In-database analytics – a white paper

Share

Syndicated from BeyeNetwork

My co-author on Smart (Enough) Systems, Neil Raden, has written a great white paper on in-database analytics that is available from Sybase – Analytics from the start. This paper introduces the key concepts, discusses some of the key issues (our book contains more tips in this area) and describes some strong case examples. Well worth a read. As Neil says:

Advanced analytics will be adopted by most organizations and attain the status of “must have.” While the majority of people in organizations will not become quantitative experts and modelers, the affect of predictive models will be felt across the organization and beyond. They already are. It would be wise to take steps now, and a good first step is to begin evaluating technology solutions that will be suitable for the development and implementation of analytics. From a technology perspective, one clear requirement is an analytic engine embedded in your analytical database technology.
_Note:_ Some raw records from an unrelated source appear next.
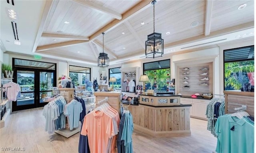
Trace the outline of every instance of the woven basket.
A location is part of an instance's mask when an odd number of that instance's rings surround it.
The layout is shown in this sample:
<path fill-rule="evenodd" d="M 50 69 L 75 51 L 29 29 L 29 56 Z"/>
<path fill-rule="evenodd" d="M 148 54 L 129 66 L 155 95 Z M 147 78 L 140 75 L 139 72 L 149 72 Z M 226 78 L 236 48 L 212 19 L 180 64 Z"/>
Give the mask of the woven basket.
<path fill-rule="evenodd" d="M 206 99 L 210 99 L 212 98 L 212 96 L 204 96 L 204 95 L 202 95 L 202 96 L 203 97 L 203 98 L 206 98 Z"/>

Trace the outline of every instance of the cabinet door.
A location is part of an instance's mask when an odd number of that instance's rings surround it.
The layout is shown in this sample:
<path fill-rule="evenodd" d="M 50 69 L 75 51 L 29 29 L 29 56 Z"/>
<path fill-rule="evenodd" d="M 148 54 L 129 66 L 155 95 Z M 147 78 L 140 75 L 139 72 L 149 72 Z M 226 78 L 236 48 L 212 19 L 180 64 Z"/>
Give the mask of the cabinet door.
<path fill-rule="evenodd" d="M 193 116 L 200 118 L 207 118 L 205 115 L 207 103 L 194 102 L 193 103 Z"/>
<path fill-rule="evenodd" d="M 192 106 L 190 107 L 190 116 L 193 116 L 193 104 L 192 104 L 192 98 L 180 98 L 180 104 L 190 104 L 192 105 Z"/>

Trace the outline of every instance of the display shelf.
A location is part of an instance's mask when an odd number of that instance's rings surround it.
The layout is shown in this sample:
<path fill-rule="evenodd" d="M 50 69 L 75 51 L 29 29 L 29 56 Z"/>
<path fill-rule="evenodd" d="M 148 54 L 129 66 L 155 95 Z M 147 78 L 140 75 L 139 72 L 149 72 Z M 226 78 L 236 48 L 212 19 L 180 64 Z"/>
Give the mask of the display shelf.
<path fill-rule="evenodd" d="M 1 106 L 1 105 L 4 105 L 7 102 L 9 102 L 9 99 L 6 99 L 5 100 L 4 100 L 4 101 L 3 102 L 0 104 L 0 106 Z"/>
<path fill-rule="evenodd" d="M 5 113 L 3 117 L 2 120 L 0 121 L 0 128 L 4 128 L 4 124 L 5 122 L 7 121 L 8 117 L 11 114 L 10 108 L 6 109 L 6 112 Z"/>
<path fill-rule="evenodd" d="M 80 132 L 80 129 L 81 126 L 80 126 L 78 128 L 74 129 L 72 131 L 64 129 L 62 130 L 55 131 L 54 132 L 68 138 Z"/>

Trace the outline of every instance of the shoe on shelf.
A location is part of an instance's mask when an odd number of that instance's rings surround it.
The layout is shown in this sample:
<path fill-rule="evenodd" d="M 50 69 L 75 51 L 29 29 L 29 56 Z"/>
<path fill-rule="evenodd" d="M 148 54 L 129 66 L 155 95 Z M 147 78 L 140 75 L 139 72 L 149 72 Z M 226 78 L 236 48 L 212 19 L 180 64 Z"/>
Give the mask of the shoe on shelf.
<path fill-rule="evenodd" d="M 201 70 L 201 71 L 207 71 L 207 70 L 208 70 L 208 68 L 207 68 L 207 67 L 204 67 L 204 68 L 203 68 L 202 69 L 200 69 L 200 70 Z"/>
<path fill-rule="evenodd" d="M 208 72 L 205 72 L 204 73 L 202 73 L 202 74 L 200 74 L 200 75 L 208 75 Z"/>
<path fill-rule="evenodd" d="M 209 78 L 208 77 L 204 78 L 201 78 L 201 79 L 200 79 L 200 80 L 209 80 Z"/>
<path fill-rule="evenodd" d="M 189 70 L 189 68 L 188 67 L 186 67 L 185 68 L 184 68 L 184 69 L 182 70 L 182 71 L 188 71 L 188 70 Z"/>
<path fill-rule="evenodd" d="M 189 88 L 189 86 L 185 86 L 184 87 L 183 87 L 182 88 Z"/>

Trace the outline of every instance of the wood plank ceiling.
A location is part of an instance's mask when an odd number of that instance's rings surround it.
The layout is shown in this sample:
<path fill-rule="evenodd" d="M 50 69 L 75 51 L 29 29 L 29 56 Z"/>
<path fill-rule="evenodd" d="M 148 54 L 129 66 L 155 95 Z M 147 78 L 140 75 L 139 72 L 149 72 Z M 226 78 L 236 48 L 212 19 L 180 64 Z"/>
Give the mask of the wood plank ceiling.
<path fill-rule="evenodd" d="M 104 51 L 110 61 L 143 54 L 147 35 L 153 31 L 150 2 L 53 1 L 48 4 L 48 11 L 45 9 L 47 18 L 42 20 L 33 51 L 96 63 L 102 51 L 101 33 L 104 32 Z M 245 3 L 246 8 L 238 9 Z M 162 33 L 166 46 L 188 39 L 194 41 L 214 31 L 254 21 L 254 11 L 253 0 L 158 0 L 155 31 Z M 198 25 L 192 26 L 195 21 Z"/>

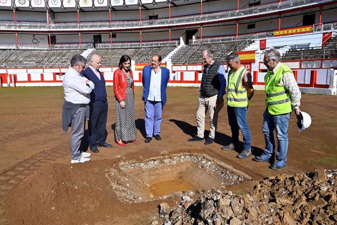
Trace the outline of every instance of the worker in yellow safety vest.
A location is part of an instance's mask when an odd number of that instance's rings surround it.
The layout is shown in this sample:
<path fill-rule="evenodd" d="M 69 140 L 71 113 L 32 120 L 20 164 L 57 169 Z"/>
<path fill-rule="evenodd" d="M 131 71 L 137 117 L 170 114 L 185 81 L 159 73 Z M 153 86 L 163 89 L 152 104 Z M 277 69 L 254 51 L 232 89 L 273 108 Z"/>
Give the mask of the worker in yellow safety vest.
<path fill-rule="evenodd" d="M 232 139 L 228 145 L 224 145 L 224 150 L 234 150 L 239 142 L 239 130 L 243 136 L 243 150 L 237 155 L 239 158 L 252 156 L 251 132 L 247 122 L 247 112 L 250 100 L 254 94 L 252 74 L 240 62 L 240 56 L 231 52 L 227 58 L 227 65 L 231 68 L 228 73 L 227 91 L 227 113 L 232 131 Z"/>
The approach Neil describes is one we see more and more as in-database and
in-warehouse analytics become more common. This particular paper talks about the Fuzzy Logix libraries embedded in Sybase IQ but . Fuzzy Logix is one of the sponsors (with SAS, Oracle, Adaptive and Aha!) of the operational analytics research I am doing for BeyeNetwork. Look for it on the BeyeResearch site in a couple of months and, meanwhile, participate by taking the survey.

Share

Comments on this entry are closed.

  • Josh Hemann February 25, 2010, 9:39 am

    In-database analytics will certainly be a growing area of interest as businesses get swamped with data yet need to make real-time decisions, so it’s nice to see related posts and white papers.

    One aspect that deserves more attention is how teams actually deploy in-database analytics. I have a little bit of experience working with people using the Sybase RAP product, for which Sybase IQ is at the core. Along with the Fuzzy Logix libraries, Sybase RAP includes functions from Visual Numerics for doing in-database time series analysis. In my scenario, I was the stat guy who knew about time series modeling but I did not know much about doing complex SQL queries and calling UDFs. Luckily, I worked with someone who did, but did not know much about time series analysis.

    I was able to prototype an analysis in Python calling the exact same functions available to my DB colleague in Sybase. So, when I had iterated to an acceptable analysis I simply handed my Python function calls to him. The API he had was of course a bit different, but it was a one-to-one mapping of functionality using the exact same underlying algorithms, so we could be confident that the analysis I had done was actually repeatable once deployed in the database.

    How do others deal with similar scenarios? Analytical software work strikes me as different than other software development processes because there are often two different groups of people (statisticians/modelers vs developers and DB admins) using different tools (scripting languages vs C, Java, SQL etc). So, it can be especially challenging to identify a useful modeling approach that answers some business need, and then actually deploy that same analysis in an existing enterprise system. When people use the decisioning tools discussed on this blog, is there typically any prototypical work that happens before putting the tools “into production”, and are the same tools used for both aspects?

    Thanks in advance!

  • Will Dwinnell February 25, 2010, 11:56 am

    “While the majority of people in organizations will not become quantitative experts and modelers, the affect of predictive models will be felt across the organization and beyond. They already are. It would be wise to take steps now, and a good first step is to begin evaluating technology solutions that will be suitable for the development and implementation of analytics.”

    Industry’s experience with spreadsheets, database querying tools and OLAP suggests that the much larger lack is in the human department. Decades of experience demonstrate clearly that gee-whiz technologies like this are ineffective (and yes, downright dangerous) when placed in the hands of anyone without the expertise to use them.

    When a business analyst runs excitedly into the room, shouting that “Two out of three of our customers use brand X!”, does he mean 67% of thousands of customers, or literally 2 out of 3? Statistical significance is only one of the pitfalls awaiting naive users.

    There are plenty of analytical tools available today, on a variety platforms, which deliver fantastic promise. The successful company will hire or train people to be skilled enough to fulfill that promise.